Table sort with Jquery

Question

I have tried all the solutions from other threads but nothing seems to work for me. I am trying to show the table with descending Weight Score (which is the last column of my table).

I have written the following code which doesn't work with PHP provided table but works perfectly with html page.

view-source:http://hidden.com/diversefund.php

The html page where it does work: http://hidden.com/new.html

I am working with database provided table so this is a problem.
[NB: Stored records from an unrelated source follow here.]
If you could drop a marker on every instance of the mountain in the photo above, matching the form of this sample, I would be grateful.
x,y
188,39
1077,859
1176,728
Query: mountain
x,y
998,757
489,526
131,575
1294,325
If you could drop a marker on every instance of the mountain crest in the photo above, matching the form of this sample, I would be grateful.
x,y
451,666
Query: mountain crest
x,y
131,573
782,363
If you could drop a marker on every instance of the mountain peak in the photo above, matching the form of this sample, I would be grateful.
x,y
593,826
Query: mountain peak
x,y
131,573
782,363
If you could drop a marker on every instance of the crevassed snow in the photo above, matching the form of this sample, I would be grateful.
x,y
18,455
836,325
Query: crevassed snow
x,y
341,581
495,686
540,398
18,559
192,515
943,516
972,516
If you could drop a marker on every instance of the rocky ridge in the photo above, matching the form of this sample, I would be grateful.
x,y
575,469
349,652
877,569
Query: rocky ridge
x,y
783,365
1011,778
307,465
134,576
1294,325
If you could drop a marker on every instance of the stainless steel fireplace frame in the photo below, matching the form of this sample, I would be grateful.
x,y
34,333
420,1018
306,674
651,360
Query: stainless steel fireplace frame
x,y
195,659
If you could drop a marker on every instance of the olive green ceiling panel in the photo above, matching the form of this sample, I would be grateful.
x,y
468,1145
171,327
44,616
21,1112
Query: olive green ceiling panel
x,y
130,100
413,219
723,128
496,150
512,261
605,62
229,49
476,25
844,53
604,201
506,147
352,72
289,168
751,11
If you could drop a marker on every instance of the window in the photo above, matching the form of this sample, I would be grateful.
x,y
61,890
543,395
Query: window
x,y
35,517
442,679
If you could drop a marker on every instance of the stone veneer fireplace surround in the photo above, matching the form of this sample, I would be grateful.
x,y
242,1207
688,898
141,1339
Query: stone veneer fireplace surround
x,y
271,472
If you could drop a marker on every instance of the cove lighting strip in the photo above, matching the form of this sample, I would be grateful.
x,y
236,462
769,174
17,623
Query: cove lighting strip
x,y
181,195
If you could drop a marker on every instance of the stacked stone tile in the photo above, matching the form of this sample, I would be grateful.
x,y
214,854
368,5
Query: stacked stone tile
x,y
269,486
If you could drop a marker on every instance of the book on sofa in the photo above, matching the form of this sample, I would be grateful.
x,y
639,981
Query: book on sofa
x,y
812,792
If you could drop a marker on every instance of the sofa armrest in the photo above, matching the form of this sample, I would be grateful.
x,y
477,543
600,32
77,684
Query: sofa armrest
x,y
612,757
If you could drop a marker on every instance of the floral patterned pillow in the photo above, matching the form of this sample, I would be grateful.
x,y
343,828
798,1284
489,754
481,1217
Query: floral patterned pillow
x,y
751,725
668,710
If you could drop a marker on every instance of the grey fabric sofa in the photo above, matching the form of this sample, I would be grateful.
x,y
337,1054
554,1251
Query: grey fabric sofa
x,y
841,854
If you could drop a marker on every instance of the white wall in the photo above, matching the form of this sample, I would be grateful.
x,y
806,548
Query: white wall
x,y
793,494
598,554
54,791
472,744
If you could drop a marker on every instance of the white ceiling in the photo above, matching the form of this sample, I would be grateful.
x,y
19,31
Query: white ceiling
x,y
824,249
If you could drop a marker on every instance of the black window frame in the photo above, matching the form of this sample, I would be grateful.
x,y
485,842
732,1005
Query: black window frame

Important lines of code from my php script:

<style>
#form {
border: 5px solid violet;
}
input[type=submit] {padding:5px 15px; background:white; border:1px solid    blue;
cursor:pointer;
-webkit-border-radius: 5px;
 border-radius: 5px; }
 </style>

 <script type='text/javascript' src='http://code.jquery.com/jquery-compat-git.js'></script>

  <script type='text/javascript' src='//code.jquery.com/jquery-1.9.1.js'></script>


   <link rel="stylesheet" type="text/css" href="/css/result-light.css">

 <script type='text/javascript'>
$(window).load(function(){
var $tbody = $('table tbody');
$tbody.find('tr').sort(function (a, b) {
var tda = parseFloat($(a).find('td:eq(7)').text()); //the column to sort by
var tdb = parseFloat($(b).find('td:eq(7)').text()); //the column to sort by
// if a < b return 1
return tda < tdb ? 1
// else if a > b return -1
:
tda > tdb ? -1
// else they are equal - return 0    
:
0;
 }).appendTo($tbody);
 }); </script>

  $queryx1 = mysql_query("select * from analytics_divequ where aum >= '$aum1' AND fiveyr >= '$fiveyr1' AND oneyr >= '$lastyr1' ", $linkx); 
echo '<table cellpadding="5" border="1px" align="center" id="caltbl"><thead><tr><th><b>Mutual Fund Scheme</b></th><th><b>AUM</b></th><th><b>Last Year %</b></th><th><b>Two Years %</b></th><th><b>Three Years %</b></th><th><b>5 Years %</b></th><th><b>Weight Score</b></th></tr></thead><tbody>';
$i=1;
while ($row2x = mysql_fetch_array($queryx1)) {
$mfsc=$row2x['mfscheme'];
$aum=$row2x['aum'];
$fiveyr=$row2x['fiveyr'];
$lastyr=$row2x['oneyr'];
$threeyr=$row2x['threeyr'];
$twoyr=$row2x['twoyr'];
$wscore=(($aum*$aumc1)+($fiveyr*$fiveyrc1)+($lastyr*$oneyrc1))/100;
?>
<tr><td><? echo $mfsc ?></td><td><? echo $aum ?></td><td><? echo $lastyr ?></td><td><? echo $twoyr ?></td><td><? echo $threeyr ?></td><td><? echo $fiveyr ?></td><td class="sortnr"><? echo $wscore ?></td></tr>

echo '</tbody></table> <br>';
?>

Also to add I can't use Mysql here, as you can see the last column is not part of the database.

Answer 1

First Multi Dimensional create an array with your Mysql data and push Your last column value in that array. After that You can sort with that array in any language. And if you change that array to JSON you can easily sort with JQUERY

Answer 2

Can you use plugin?

Or PHP to do what you need to? You can accomplish required task with different MySQL statement, using "ORDER BY", if data stored in the database.. or create a new PHP array that will contain data in correct order and than display data using a loop. (http://php.net/manual/en/function.usort.php)

For table management (sorting, search and so on) I would recommend using datatables (https://datatables.net). From last time i was searching around this was the best jquery plugin for tables on the market... However, in my experience datatables can't handle a lot of data, once you have 1000+ rows it may take 10-20 second for page to load.